• Challenges in maintaining satisfactory documentation routines and evidence-based diabetes management in nursing homes

      Haugstvedt, Anne; Graue, Marit; Aarflot, Morten; Heimro, Lovise S.; Johansson, Hilde; Hjaltadottir, Ingibjörg; Sigurdardottir, Arun K.; Department of Nursing, Bergen University College, Bergen, Norway Centre for Evidence Based Practice, Bergen University College, Bergen, Norway Department of Community Medicine, The Arctic University of Norway Stord/Haugesund University College, Stord, Norway Alstahaug Nursing Home, Sandnessjøen, Norway Faculty of Nursing, University of Iceland, Reykjavik, Iceland National University Hospital Iceland, Reykjavik, Iceland School of Health Sciences, University of Akureyri, Akureyri, Iceland (Taylor & Francis, 2016-12-15)

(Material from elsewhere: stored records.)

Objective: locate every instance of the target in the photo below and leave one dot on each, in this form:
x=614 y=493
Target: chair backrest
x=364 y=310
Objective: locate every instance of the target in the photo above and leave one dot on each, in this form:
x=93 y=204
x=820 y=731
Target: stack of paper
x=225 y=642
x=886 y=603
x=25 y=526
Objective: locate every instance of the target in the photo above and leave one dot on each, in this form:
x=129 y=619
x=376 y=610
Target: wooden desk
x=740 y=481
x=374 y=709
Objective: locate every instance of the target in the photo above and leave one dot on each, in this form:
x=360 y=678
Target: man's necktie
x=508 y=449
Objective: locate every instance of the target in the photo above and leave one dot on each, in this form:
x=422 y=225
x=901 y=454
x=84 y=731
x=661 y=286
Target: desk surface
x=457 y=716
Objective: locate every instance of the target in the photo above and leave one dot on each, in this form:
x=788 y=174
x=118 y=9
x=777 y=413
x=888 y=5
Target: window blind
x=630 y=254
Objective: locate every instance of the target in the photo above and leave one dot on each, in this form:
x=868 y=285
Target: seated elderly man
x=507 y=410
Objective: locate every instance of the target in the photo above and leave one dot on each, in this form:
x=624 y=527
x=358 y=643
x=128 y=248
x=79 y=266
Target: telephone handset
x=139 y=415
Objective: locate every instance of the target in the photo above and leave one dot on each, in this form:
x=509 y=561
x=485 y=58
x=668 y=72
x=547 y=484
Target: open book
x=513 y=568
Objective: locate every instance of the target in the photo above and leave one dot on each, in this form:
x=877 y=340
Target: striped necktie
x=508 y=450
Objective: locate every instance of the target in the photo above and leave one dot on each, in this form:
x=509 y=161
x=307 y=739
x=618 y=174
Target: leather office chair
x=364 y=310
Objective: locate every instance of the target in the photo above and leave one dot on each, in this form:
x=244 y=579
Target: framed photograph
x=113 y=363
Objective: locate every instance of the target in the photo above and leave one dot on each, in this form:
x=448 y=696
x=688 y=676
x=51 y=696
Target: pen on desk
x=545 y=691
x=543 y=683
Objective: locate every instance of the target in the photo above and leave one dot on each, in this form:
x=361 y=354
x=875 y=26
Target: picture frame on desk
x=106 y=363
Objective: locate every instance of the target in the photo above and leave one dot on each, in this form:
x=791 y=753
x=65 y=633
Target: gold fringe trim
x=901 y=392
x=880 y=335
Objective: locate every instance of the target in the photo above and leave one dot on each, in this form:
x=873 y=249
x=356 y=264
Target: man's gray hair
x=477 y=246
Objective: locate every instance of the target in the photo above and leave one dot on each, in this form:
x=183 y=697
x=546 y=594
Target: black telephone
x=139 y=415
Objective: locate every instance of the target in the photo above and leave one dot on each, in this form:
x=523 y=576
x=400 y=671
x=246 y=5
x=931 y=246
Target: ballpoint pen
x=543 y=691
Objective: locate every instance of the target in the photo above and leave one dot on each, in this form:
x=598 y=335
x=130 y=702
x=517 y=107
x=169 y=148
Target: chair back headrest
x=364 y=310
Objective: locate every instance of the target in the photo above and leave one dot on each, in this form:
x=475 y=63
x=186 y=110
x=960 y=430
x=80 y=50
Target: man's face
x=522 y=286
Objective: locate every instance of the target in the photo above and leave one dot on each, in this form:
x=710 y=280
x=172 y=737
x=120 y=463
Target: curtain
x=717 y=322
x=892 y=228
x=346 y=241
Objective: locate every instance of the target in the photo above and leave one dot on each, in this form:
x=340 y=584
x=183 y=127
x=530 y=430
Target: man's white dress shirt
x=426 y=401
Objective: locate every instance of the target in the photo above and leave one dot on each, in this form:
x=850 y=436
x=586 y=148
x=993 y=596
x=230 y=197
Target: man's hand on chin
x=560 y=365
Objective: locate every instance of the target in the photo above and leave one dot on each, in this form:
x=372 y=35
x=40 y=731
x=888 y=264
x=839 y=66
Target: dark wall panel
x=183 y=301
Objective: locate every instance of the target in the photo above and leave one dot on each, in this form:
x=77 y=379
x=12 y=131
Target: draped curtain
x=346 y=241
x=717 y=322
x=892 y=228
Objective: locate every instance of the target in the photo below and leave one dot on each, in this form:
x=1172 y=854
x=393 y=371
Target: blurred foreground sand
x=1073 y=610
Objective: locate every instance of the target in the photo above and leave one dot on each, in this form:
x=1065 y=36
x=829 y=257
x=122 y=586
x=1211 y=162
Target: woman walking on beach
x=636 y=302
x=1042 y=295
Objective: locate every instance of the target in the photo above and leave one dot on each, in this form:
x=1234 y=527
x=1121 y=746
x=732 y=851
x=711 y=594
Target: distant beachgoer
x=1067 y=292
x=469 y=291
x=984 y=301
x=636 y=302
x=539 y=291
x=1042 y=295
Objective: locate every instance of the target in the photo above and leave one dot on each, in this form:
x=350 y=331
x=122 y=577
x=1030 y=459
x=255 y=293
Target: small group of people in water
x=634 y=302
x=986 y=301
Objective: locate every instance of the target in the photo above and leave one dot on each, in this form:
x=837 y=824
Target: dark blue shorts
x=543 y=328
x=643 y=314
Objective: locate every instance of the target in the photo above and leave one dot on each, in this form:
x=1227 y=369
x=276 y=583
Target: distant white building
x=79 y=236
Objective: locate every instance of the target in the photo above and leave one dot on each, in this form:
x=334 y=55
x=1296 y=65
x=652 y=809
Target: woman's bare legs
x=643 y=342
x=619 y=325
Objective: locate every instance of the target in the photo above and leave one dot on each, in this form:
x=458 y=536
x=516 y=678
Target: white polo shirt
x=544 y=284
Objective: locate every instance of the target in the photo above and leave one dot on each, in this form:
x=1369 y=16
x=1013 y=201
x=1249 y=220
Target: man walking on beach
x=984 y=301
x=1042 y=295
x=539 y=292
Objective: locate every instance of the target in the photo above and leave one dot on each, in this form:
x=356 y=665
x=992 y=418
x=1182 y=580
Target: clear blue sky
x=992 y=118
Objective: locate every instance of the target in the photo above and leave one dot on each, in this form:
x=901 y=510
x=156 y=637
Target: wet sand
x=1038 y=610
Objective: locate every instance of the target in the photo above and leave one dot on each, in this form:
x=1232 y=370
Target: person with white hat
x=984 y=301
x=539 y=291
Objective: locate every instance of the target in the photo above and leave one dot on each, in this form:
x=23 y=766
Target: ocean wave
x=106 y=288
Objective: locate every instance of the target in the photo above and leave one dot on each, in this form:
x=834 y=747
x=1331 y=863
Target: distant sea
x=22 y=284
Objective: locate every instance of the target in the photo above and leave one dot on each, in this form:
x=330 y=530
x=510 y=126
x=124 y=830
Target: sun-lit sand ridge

      Introduction: The increasing prevalence of diabetes worldwide entails an expected rise in the number of older individuals with diabetes needing nursing home placement. Internationally, a consistent lack of adherence to clinical guidelines has been identified in the care of older people. In this study, we therefore investigated whether diabetes management in a sample of nursing homes in Norway and Iceland was in accordance with clinical guideline recommendations. Methods: We used a descriptive cross-sectional study design to assess diabetes management in 12 nursing homes: eight in Norway and four in Iceland. Results: We identified 162 residents with diabetes. The diagnosis of diabetes was available for 100% of the residents in the nursing homes in Iceland and respectively for 81 and 51% of the residents in southwestern and northern Norway. Totally, 3% of the residents with diabetes had a treatment goal for blood glucose regulation (HbA1c) documented in their medical record, 48% had agreed individualized routines for blood glucose measurements and 37% had a HbA1c value measured within the past 6 months available in their medical record. Conclusion: This study has shown a significant discrepancy between diabetes guideline recommendations and clinical diabetes practice related to documenting the diagnosis and type of diabetes, the establishment of individualized treatment goals for HbA1c and the establishment of routines for blood glucose and HbA1c measurements in nursing homes in Norway and Iceland. The results indicate a potential for improvement and a need for more nurses with advanced competence within diabetes in nursing homes.